0
votes

Please help with converting a character vector of shopping items into "transactions" for arules. The original data is something like:

shopping_items <- c("apple banana", "orange", "tea orange beef")

Each element of the vector represents items bought in a single transaction, and the items are separated by a space " ", for example transaction 1 includes two items which are apple and banana. How can I convert this into "transactions" type so that I can work with it in arules?

Thank you in advance !

2

2 Answers

2
votes

This is the short version:

library(arules)
shopping_items <- c("apple banana", "orange", "tea orange beef")    

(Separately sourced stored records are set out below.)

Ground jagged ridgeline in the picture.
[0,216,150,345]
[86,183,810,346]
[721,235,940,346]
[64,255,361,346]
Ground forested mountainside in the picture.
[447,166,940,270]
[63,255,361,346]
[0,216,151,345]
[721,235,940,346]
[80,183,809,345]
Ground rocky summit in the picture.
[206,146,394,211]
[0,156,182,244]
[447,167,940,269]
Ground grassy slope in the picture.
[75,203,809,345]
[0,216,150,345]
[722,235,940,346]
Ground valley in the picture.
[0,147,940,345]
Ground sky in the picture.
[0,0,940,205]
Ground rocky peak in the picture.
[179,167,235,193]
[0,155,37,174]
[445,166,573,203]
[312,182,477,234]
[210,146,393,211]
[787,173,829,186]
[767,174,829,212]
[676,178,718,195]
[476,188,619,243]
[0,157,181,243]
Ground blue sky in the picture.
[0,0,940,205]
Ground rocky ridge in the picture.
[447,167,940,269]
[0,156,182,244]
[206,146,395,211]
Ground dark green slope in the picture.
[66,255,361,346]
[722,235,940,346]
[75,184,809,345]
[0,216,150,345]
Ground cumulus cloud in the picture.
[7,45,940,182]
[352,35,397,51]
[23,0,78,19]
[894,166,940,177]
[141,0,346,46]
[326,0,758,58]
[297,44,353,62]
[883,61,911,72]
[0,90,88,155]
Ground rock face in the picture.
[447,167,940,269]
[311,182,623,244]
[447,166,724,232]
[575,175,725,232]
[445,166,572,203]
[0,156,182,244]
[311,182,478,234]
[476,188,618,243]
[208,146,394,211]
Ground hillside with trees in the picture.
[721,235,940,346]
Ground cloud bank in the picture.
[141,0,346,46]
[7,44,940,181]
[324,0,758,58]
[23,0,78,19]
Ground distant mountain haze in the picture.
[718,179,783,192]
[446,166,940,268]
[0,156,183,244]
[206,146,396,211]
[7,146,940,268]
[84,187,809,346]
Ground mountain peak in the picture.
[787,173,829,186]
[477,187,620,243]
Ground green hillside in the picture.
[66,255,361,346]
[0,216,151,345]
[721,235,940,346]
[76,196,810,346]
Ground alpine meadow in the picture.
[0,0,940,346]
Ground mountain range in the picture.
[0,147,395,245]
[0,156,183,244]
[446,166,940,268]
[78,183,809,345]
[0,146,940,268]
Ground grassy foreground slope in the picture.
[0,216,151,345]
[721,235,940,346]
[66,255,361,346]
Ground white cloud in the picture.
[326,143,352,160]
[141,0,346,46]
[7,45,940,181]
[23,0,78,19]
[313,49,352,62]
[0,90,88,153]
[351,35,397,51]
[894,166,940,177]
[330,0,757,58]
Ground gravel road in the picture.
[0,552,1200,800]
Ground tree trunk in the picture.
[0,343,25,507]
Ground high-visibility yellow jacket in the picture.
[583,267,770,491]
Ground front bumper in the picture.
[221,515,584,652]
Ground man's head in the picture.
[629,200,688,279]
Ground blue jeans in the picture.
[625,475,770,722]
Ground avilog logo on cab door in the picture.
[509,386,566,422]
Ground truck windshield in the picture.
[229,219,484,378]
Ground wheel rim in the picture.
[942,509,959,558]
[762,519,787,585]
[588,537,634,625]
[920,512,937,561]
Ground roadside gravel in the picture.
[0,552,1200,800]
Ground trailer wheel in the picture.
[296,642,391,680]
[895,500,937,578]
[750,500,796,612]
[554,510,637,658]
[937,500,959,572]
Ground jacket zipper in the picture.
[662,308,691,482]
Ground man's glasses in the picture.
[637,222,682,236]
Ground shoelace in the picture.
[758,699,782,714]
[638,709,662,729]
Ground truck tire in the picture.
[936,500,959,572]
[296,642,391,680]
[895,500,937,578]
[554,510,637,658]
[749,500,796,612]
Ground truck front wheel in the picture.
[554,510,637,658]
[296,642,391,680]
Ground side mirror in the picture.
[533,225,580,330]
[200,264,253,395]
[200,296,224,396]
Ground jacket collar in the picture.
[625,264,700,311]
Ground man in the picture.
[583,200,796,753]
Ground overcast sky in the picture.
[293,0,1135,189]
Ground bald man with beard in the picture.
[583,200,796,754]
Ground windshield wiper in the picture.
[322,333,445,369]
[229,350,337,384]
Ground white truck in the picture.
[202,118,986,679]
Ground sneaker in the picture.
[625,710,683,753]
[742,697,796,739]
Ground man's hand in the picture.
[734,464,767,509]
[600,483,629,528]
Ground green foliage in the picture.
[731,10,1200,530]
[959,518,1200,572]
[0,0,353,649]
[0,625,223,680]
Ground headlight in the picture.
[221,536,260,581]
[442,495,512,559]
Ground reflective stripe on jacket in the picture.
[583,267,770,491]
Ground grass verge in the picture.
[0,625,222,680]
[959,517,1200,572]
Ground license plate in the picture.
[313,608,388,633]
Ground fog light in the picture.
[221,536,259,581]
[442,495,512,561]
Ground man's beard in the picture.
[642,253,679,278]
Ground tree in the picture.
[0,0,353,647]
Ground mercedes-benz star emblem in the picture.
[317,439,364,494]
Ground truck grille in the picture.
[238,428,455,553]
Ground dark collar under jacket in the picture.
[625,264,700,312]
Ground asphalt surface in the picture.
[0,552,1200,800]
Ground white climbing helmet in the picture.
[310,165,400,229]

trans <- as(strsplit(shopping_items, " "), "transactions")

inspect(trans)
    items            
[1] {apple,banana}   
[2] {orange}         
[3] {beef,orange,tea}
2
votes

The implementation is probably not optimal, but you can try to improve it.

library(stringi)
library(arules)
library(purrr)

shopping_items <- c("apple banana", "orange", "tea orange beef")

str <- paste(shopping_items,collapse = ' ')

# unique items
str_un <- unique(unlist(stri_split_fixed(str,' ')))

# create a dataframe with dimensions:
# length(shopping_items) x length(str_un)
df <- as.data.frame(matrix(rep(0,length(str_un)*length(shopping_items )),ncol=length(str_un)))
names(df) <- str_un

# positions of 1's in each column
vecs <- map(str_un,grep,shopping_items)

sapply(1:length(str_un), function(x) df[,x][vecs[[x]]] <<- 1)
df[] <- lapply(df,as.factor)

# Generate a transactions dataset.
tr <- as(df, "transactions")

# Generate the association rules.
# rules <- apriori(tr, ...